Why are schools adding esports programs to their curriculum?
Once branded a short-lived diversion, the esports industry is not only here to stay, but is breaking revenue and viewership records every year. According to research published by Green Man Gaming, the industry is already worth more than $1 billion and has a following larger than the NFL.
Esports is particularly attractive to younger people, which gives educators an interesting and unique opportunity. More than half of Gen Z boys and men, for example, consider esports to be more relevant to them than traditional athletics. Schools are using this interest in esports to craft new lessons, get students involved in on-campus activities and to provide their students with more scholarship and collegiate options. It’s a win-win, regardless of what happens in the game.
What technology and equipment do esports classes need?
One of encouraging things about esports is that schools can scale up their investment as needed. Unlike traditional athletics, which come with significant equipment and infrastructure costs regardless of the school’s funding, an esports team can be started with minimal costs. As your school’s esports program develops, the following technologies will be necessary, or at least highly recommended:
Gamer-friendly desks and chairs
It may not seem like it at first glance, but professional esports requires a commitment to health and fitness to remain in top form.

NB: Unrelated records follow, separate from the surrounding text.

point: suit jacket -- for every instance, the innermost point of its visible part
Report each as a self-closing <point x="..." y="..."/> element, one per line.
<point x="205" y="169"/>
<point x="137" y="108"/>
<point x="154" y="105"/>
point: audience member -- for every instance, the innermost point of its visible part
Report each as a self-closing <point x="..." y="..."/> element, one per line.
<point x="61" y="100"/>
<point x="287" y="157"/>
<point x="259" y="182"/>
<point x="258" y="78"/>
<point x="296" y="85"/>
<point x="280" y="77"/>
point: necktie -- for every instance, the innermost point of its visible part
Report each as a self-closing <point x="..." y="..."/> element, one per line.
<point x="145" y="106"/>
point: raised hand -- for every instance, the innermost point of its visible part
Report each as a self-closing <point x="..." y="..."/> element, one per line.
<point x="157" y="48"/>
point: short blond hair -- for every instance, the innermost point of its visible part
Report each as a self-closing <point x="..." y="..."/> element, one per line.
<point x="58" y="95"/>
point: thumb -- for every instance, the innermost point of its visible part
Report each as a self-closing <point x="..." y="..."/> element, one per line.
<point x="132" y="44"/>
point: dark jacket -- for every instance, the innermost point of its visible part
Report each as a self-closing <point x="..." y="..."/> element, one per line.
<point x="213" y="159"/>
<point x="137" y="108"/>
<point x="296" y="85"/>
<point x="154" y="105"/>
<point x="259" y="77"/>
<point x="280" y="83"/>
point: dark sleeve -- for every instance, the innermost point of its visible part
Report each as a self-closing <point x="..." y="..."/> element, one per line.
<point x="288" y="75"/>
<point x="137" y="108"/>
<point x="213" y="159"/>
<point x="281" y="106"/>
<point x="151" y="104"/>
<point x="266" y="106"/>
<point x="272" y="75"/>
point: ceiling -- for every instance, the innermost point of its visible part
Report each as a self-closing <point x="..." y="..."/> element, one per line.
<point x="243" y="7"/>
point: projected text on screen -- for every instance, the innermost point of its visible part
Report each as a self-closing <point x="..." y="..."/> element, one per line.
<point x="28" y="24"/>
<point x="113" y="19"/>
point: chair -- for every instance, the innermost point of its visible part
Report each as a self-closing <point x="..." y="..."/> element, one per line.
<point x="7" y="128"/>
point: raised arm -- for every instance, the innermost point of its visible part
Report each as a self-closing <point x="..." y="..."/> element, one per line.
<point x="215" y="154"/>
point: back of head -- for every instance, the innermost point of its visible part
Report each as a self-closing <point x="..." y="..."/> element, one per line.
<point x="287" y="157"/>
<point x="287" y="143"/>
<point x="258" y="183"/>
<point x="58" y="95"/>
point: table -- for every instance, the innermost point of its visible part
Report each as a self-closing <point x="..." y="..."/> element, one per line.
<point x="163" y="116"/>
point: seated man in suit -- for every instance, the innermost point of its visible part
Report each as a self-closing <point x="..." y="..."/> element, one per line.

This extends to the desks and chairs that competitors use while gaming. Designed to provide an ergonomic fit to gamers, these specialized gaming stations come with extended leg room, extended desktop space and easy adjusting.
Some manufacturers, like Spectrum, build gaming furniture with schools in mind. Spectrum’s Meta and Shadow desks, for example, are built for a range of gamers, no matter their size or preferred desk layout. This ensures a comfortable fit for your school’s entire team.
Most esports titles have been released in the last five years, so to provide a smooth, competitive gaming experience, your school will need high performance computers. Your district may already have these available, as graphic design, video editing and engineering classes also require considerable computing resources.
Dell computers, under its Alienware brand, is a popular choice for school esports clubs. That’s because Dell is a major supporter of the esports industry, and its Alienware brand is highly-regarded among gamers for performance and reliability.
If your district has the desks, chairs, computers, mice, keyboards and network it needs to game, then that’s enough for most schools to start with. However, as esports is largely about strategy, teams often invest in interactive displays to better plan for opponents and go over previous matches. An interactive display makes this easy because images and videos can be annotated over, so teams can be coached as one, using a visual approach that most people receive well.
How can esports programs drive student learning?
Esports will always be associated with in-game competition, but there’s plenty going on outside of the game as well. In fact, schools and districts are starting to roll out esports-focused curriculum, which provides students with strong knowledge-building exercises between matches. Some of this curriculum includes:
Nutrition and fitness
Esports doesn’t provide the same activity as traditional athletics, but nutrition and fitness are a major part of the regimen for an esports professional. Staying in good shape improves thinking, which drives better communication, faster reactions, and increased strategizing. This is why many schools incorporate fitness-oriented coursework into their curriculum.
Communication and teamwork
Both are critical to esports success, as most major esports titles are team-based. It’s impossible to get far without learning how to operate as a team member, which has long been a major benefit of traditional athletics.
Tactical and strategic thinking
There aren’t many opportunities for students to engage in these forms of advanced thinking, but esports provides an outlet for both. Learning game theory and adjusting quickly to changing game status trains students to approach problems in a creative, assertive manner.
There are many more curriculum highlights, including proper goal setting, the use of technology and training various motor skills. In short, there is no reason why esports can’t be a major learning opportunity as well.
What are some other benefits of esports in the classroom?
There are plenty of learning opportunities associated with esports, which is what educators want more than anything. That still only scratches the surface of what esports can mean to students. Beyond the thrill of competition and the value of learning, esports also brings the following:
At the high school level, esports are generally open to anyone who is interested, no matter their age, race or gender. Your school’s esports team, then, can be a comfortable gathering place for students who may not be connected to the campus in any other way.
Continuing the above point, it’s always a good thing when school activities draw more students to the campus. Many students who join their esports team will eventually join other clubs and teams, especially once they meet new people and make new friends.
Forges a college connection
More and more universities are opening up opportunities for esports, whether to kickstart a career in the industry or to earn a scholarship while playing for their alma mater. Your school’s esports team can give students a leg up on these opportunities and propel them to college.
Esports has a bright future in schools and the student interest is already there. Any time educators can connect with their students, that’s a win, even if it’s through gaming. All your school needs is the right A/V integrator and the proper technology to get started.